Suara pintu gerbang dibuka. Gue ngintip ke luar, mendapati Ibu dan Kakak melepas kepergian Desta.

Apa Desta baik ke semua cewek? ke Sherin? Cih, mikirin Sherin membuat mod gue rusak dadakan.

Senior ganjen itu bener - bener kegatelan. Ngapain tadi dia pakai menarik tas Desta segala? Gue merasa dia cewek nggak benar.

Gue nggak cemburu. Ngapain cemburu? Toh Desta bukan pacar gue. Cuma gue khawatir nanti Desta dijebak oleh cewek seperti Sherin.

Gimana kalau Sherin hamil oleh cowok lain, tapi Desta yang disalahkan? Cewek macam dia bisa melakukan hal itu. Lah dia aja nyuruh gue sama Desta bohong ke semua orang masalah tadi siang.

Gue kembali terlentang ke kasur. Sepertinya panas badan gue udah merasa.

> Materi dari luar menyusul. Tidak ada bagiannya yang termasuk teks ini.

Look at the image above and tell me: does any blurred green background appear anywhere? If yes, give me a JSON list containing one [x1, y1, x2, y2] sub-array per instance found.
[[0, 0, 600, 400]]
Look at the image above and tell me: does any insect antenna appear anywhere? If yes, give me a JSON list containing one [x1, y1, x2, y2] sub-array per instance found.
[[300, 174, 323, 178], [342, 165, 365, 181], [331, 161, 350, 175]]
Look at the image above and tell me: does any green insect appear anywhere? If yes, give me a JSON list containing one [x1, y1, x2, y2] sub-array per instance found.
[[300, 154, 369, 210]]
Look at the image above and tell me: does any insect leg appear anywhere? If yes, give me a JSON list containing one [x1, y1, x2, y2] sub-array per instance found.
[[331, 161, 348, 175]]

Hari Minggu nggak ada yang spesial dan, waktu bergulir cepat. Nggak terasa udah Senin aja.

Pagi ini pun nggak ada yang spesial dari Desta. Dia pergi sekolah naik motor, sementara gue sama Dian naik bus.

"Dia pasti mau jemput Sherin," gumam gue.

"Heh?" Dian kaget, langkahnya melambat. "Maksudmu apa Beb?"

"Nggak apa apa."

"Tunggu sebentar. Sherin tuh, senior yang kemarin, kan? Siapa yang mau jemput Sherin? Desta? Cie cemburu."

"Diem. Gue tampol lu."

Cemburu? Bah nggak lah, ngapain gue cemburu? Gue cuma kasihan sama Tante. Ntar Desta terkenal ngamilin senior. Tante jadi bahan Ghibah satu kompleks.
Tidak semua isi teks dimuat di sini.